Une étude de l’Université de Chicago témoigne d’un lien évident
entre le taux de testostérone et la prise de risque.

Muni d’un calepin et de mon appareil photo, je me suis donc mis en piste. Avec en fil rouge cette phrase que j’adore, attribuée aujourd’hui à Christine Lagarde, mais qui émane en fait de Ngozi Okonjo-Iweala, directrice de la Banque mondiale au Nigeria, qui déclarait en 2009: «Si Lehman Brothers avait été Lehman Sisters, on n’en serait pas là aujourd’hui.»  C’est par contre cette même Christine Lagarde qui a confirmé ce que j’avais pressenti lorsqu’elle parle de l’ancienne présidente de la Réserve fédérale: «Janet et moi n’avons pas besoin du préambule très chargé en testostérone «tu marques ton territoire, je marque le mien» qui inaugure toute discussion entre hommes. Nos conversations sont plus directes, plus franches, sans fioritures». Je ne suis pas certain qu’un humain gonflé à la testostérone s’exprime avec des fioritures, mais passons...

La testostétone, parlons-en: sur la base d’échantillons salivaires, une étude de l’Université de Chicago témoigne d’un lien évident entre le taux de testostérone et la prise de risque, que ce soit dans la gestion de placements financiers ou de sa vie professionnelle. Voilà, c’est tout. Et vous ne me ferez pas dire que le taux de testostérone est généralement plus marqué chez les hommes que chez les femmes.
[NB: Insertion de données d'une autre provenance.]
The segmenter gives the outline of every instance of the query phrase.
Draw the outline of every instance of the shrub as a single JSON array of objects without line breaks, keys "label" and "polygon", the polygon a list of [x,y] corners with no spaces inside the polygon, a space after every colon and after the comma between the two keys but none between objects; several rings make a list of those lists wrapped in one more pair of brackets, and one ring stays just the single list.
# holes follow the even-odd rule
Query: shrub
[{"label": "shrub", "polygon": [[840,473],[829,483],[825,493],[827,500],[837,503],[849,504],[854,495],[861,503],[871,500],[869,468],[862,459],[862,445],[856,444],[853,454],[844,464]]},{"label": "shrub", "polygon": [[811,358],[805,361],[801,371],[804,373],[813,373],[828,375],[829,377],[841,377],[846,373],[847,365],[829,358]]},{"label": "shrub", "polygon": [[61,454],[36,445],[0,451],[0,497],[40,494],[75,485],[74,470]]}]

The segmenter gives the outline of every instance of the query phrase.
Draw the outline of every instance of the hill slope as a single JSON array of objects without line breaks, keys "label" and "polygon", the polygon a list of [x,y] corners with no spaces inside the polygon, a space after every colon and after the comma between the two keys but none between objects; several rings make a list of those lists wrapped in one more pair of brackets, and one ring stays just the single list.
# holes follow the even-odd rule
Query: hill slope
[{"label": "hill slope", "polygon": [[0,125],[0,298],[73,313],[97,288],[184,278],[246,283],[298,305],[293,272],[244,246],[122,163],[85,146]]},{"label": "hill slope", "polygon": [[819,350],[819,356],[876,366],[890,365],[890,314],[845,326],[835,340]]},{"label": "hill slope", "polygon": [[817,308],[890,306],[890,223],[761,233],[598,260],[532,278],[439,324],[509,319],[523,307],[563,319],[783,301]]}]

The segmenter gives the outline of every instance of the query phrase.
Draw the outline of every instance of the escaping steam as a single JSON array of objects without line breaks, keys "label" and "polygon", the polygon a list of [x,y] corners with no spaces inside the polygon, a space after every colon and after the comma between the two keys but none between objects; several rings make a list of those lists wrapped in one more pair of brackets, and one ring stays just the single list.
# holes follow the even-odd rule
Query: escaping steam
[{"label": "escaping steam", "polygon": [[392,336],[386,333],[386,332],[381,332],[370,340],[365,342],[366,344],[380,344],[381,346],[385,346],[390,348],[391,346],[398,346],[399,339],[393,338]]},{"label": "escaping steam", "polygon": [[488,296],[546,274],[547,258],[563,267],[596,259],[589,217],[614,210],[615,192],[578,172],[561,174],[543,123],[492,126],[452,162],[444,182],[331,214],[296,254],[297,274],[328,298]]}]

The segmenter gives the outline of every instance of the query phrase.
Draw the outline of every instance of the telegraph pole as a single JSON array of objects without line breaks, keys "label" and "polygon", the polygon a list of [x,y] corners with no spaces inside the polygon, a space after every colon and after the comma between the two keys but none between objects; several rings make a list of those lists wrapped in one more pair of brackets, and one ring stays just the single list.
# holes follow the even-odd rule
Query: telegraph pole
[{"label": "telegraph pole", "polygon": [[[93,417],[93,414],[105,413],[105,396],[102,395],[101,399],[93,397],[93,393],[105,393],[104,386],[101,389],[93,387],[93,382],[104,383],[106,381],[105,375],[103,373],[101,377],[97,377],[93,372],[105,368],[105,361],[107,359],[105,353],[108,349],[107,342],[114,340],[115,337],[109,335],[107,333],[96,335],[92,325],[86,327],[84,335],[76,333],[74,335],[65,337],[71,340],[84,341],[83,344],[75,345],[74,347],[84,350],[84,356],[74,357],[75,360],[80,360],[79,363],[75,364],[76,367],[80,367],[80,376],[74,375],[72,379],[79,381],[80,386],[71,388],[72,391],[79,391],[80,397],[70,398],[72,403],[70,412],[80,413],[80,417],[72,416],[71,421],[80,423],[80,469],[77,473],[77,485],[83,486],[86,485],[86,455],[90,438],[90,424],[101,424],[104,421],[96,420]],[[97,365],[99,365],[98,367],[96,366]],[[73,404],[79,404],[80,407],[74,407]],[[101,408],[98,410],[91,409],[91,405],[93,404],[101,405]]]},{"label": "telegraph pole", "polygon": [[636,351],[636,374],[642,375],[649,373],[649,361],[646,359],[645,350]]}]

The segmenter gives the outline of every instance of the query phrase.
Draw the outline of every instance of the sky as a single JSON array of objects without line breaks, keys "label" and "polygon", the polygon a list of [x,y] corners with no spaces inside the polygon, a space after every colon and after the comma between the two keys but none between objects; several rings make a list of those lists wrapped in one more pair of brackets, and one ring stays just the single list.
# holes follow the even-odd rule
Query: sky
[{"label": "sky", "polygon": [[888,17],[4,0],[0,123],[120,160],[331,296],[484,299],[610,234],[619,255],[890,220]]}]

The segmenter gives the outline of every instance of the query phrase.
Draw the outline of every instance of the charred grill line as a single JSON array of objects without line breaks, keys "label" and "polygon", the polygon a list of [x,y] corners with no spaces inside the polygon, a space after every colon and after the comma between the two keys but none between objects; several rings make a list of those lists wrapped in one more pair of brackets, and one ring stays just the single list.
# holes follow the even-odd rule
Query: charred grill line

Nous connaissons tous de nombreuses preuves du contraire.

Remplacer la sélection des genres par des taux de testostérone me semblait un peu compliqué... j’ai donc laissé tombé l’idée du livre sur les femmes en finance.

La passion ne s’enseigne pas.
Elle se partage.

Mais le thème ne me quitte pas pour autant et ... m’est revenu comme le nez au milieu de la figure à la lecture d’un article, paru cette semaine dans un grand quotidien romand, intitulé «Il est plus facile d’enseigner la finance que la curiosité». On y (re) découvre, grâce à l’analyse de ce directeur d’un institut de finance mondialement reconnu qu’il n’y a pas assez de femmes intéressées par les études de finance. Sauf en Chine. Et cet observateur de conclure: «Il est facile d’enseigner la finance, mais nous ne pouvons pas enseigner la curiosité et la soif de connaissances.»

Alors là, je bondis. La curiosité et la soif de connaissances serait une vertu masculine? Au secours!  Si nous sommes d’accord que le moteur de la curiosité intellectuelle, c’est la passion, alors oui, je confirme: la passion ne s’enseigne pas. Elle se partage. C’est ce que je retiens de toutes ces années passées face aux étudiants, hommes et femmes. Je vais aller plus loin: même un professeur davantage intéressé par ses recherches que par la transmission du savoir aux étudiants, sera bien reçu par ces derniers s’ils sentent chez lui la passion pour ses travaux.

La passion, une affaire d’hommes... soyons sérieux. Je crois que je vais plutôt m’intéresser au cas de la Chine pour essayer de comprendre ce qui motive une majorité de femmes à étudier la finance. Ca tombe bien, à l’Université de Genève, nous venons de lancer une formation doctorale en finance, en partenariat avec une université en Chine. Et je confirme, il y autant de femmes que d’hommes. Ce qui motive les étudiants? Les études, mais aussi la possibilité d’étendre son réseau. Et je ne vois pas pourquoi l’un comme l’autre devrait être réservé à la gent masculine.